Morrison is on my mind because her fiction was, as she put it, never entertainment. She captured the scathing realities and harshness of a life that was still, somehow, undeniably beautiful. Words like these need to be brought forward over and over again to show the multitudes of generations that our work as social beings is unfinished; ongoing.
The news is rife with hostility: Stories of terror and oppression stalk back and forth across doorways; fearmongering and rhetoric torment watchers, listeners and readers who had wish for nothing but peaceful lives for their families; lies and misdirection bewilder those with blind anger, antagonize the enlightened, and threaten the vulnerable masses of our fractured nation.

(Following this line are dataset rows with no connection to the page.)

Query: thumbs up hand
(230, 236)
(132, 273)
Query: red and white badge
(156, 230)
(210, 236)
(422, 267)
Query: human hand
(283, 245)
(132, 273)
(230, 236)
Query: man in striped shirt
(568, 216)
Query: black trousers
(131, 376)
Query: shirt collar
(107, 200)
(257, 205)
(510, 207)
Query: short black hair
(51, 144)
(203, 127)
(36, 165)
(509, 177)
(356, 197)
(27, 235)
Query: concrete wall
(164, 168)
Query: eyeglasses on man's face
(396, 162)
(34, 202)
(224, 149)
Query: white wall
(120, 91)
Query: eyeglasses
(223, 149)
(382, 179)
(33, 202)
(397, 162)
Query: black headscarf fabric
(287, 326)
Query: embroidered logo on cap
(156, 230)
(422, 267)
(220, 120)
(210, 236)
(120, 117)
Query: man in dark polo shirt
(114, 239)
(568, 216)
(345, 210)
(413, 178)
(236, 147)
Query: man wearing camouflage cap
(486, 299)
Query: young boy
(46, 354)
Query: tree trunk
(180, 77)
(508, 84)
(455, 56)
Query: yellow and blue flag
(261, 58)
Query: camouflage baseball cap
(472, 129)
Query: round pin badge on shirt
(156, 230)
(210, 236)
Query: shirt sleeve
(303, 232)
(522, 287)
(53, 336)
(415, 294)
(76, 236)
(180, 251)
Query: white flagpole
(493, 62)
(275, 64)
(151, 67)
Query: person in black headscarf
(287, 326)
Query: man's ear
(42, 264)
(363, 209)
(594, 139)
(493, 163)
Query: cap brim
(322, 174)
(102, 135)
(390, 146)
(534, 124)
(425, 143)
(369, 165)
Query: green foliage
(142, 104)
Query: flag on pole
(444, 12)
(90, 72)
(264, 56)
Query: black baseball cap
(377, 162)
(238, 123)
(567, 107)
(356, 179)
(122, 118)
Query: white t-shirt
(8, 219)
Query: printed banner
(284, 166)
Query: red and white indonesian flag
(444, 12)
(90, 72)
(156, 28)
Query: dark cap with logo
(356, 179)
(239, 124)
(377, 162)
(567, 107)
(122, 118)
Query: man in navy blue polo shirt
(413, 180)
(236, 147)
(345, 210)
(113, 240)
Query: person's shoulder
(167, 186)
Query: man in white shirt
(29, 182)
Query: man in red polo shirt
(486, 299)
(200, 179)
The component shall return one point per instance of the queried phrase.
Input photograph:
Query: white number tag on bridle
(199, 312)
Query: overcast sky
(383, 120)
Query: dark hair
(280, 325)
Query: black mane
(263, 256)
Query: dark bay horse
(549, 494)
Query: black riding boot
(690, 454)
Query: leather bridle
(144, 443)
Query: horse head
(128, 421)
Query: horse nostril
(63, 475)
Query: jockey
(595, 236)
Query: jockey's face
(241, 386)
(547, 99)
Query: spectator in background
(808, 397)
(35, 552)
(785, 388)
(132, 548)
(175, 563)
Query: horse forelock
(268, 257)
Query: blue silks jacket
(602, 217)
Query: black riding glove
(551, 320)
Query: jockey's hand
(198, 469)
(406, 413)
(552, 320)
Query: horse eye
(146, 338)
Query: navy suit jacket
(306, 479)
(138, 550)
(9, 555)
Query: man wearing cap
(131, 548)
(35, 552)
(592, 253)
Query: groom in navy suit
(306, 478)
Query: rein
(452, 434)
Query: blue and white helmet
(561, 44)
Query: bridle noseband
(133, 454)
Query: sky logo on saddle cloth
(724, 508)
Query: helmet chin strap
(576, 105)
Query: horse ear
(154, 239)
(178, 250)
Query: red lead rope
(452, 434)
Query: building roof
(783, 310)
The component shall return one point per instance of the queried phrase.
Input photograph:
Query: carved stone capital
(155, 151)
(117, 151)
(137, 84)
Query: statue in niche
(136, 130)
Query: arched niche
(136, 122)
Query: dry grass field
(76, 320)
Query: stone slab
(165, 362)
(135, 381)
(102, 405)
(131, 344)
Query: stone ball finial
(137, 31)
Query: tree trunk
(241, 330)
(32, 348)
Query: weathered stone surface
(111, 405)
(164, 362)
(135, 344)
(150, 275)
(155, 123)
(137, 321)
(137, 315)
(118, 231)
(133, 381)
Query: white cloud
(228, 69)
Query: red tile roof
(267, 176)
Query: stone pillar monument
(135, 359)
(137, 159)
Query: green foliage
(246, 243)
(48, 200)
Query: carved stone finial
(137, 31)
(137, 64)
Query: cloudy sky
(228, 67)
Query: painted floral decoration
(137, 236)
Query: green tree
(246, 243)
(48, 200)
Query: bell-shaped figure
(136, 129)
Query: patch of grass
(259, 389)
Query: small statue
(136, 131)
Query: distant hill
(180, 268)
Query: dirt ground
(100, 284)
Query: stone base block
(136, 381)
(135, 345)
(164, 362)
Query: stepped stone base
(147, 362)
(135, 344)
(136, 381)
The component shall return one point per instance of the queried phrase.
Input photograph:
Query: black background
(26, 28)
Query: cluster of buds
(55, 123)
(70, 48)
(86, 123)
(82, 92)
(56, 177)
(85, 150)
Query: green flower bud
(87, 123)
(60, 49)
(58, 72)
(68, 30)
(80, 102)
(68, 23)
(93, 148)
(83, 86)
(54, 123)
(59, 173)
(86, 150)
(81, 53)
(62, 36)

Donald Trump has been called a number of names by countless people. He has been compared to Nixon, Hitler, and toddler. He has casually spread lies in the name of coercion or wealth or ignorance. Regardless of the premise, Donald Trump has become synonymous with an anxiety that inhibits breathing, generates enmity, and corrodes confidence in a nation that could thrive through its diversity if truly given a chance.
Of course, the cynic in me calls this a pipe dream. We've been working toward various forms of social justice for centuries. Whether we talk about perpetuating slavery, suppressing women's rights, treating Native Americans like pariahs, discriminating against people of Chinese dissent, or placing Japanese Americans in internment camps, the United States has a history of working against what is right.
Nevertheless, the fight goes on. I have to believe that there are people and actions that will continue to make a difference. While the murky waters of our history may not be purged of all its refuse, there is plenty to learn from the the sludge of our past misdeeds. We have to continue pushing against a system that paints our victims as violators. The prison industrial complex has to be taken apart one brick at a time, and the glass ceiling needs one good crack to spawn a web that will break into shards. Our words must continue a transformation into political action. While I truly believe that it will get worse before it gets better, I know in my heart that it will get better.